Although the benthic infauna of the inner continental shelf and continental slope have been studied in some detail, the infauna of the shelf-slope break have received scant attention. The shelf-slope break marks the transition from the highly variable and physically controlled environment of the shelf to the more stable biologically controlled environment of the deep slope and basins. A slight change in depth across the shelf-slope break can cause a drastic change in the composition of the infauna. Since sediment grain size at the shelf-slope break can range from silt-clay to sand and is commonly coarser than the sediment shoreward on the adjacent shelf, infaunal composition of a particular assemblage can range from predominantly suspension feeders to predominantly deposi feeders. The density and biomass of these assemblages, which in some areas may be greater than on the adjacent shelf or slope, appear to be related mostly to current patterns and degree of sediment heterogeneity whereas salinity and temperature variations are minimal and play only a minor role.
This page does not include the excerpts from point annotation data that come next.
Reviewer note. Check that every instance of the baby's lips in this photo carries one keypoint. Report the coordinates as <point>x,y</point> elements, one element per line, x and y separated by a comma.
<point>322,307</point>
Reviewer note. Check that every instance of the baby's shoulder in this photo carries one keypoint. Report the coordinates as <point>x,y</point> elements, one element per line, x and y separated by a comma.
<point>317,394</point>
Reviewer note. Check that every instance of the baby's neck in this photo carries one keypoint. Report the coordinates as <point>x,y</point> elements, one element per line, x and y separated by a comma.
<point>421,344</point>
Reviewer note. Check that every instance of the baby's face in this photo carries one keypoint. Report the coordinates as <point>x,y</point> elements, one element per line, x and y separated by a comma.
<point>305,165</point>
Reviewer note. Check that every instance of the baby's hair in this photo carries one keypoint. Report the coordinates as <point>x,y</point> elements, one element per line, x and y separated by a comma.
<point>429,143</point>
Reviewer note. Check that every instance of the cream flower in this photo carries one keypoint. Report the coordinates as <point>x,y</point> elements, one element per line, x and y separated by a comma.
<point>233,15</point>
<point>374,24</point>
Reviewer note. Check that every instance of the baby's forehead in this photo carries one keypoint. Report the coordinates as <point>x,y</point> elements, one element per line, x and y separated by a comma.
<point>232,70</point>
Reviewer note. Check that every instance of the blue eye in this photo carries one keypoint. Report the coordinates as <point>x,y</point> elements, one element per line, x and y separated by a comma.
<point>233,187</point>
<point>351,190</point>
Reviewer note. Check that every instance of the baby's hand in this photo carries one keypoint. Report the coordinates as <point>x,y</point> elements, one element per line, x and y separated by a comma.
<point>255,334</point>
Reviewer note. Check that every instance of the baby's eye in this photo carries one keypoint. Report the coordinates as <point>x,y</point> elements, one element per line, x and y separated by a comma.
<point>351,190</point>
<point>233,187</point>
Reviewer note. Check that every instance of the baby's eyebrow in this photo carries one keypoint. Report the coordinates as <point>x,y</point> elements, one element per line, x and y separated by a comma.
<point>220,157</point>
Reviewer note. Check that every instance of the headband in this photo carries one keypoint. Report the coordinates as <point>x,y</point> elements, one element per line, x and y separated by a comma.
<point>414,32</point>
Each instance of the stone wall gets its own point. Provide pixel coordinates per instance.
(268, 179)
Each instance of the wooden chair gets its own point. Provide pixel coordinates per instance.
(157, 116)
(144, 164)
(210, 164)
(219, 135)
In those areas such as the shelf-slope break off New England, infaunal densities are relatively large and these infauna may be a significant factor in regulating sediment structure through carbonate and feces deposition as well as through bioturbation. In addition, the removal of organic material from the pelagic realm and the reworking of deposited organic material by the organisms make the infauna at the shelf-slope break an important mechanism for enhancing the transport or organic material to the ocean basin.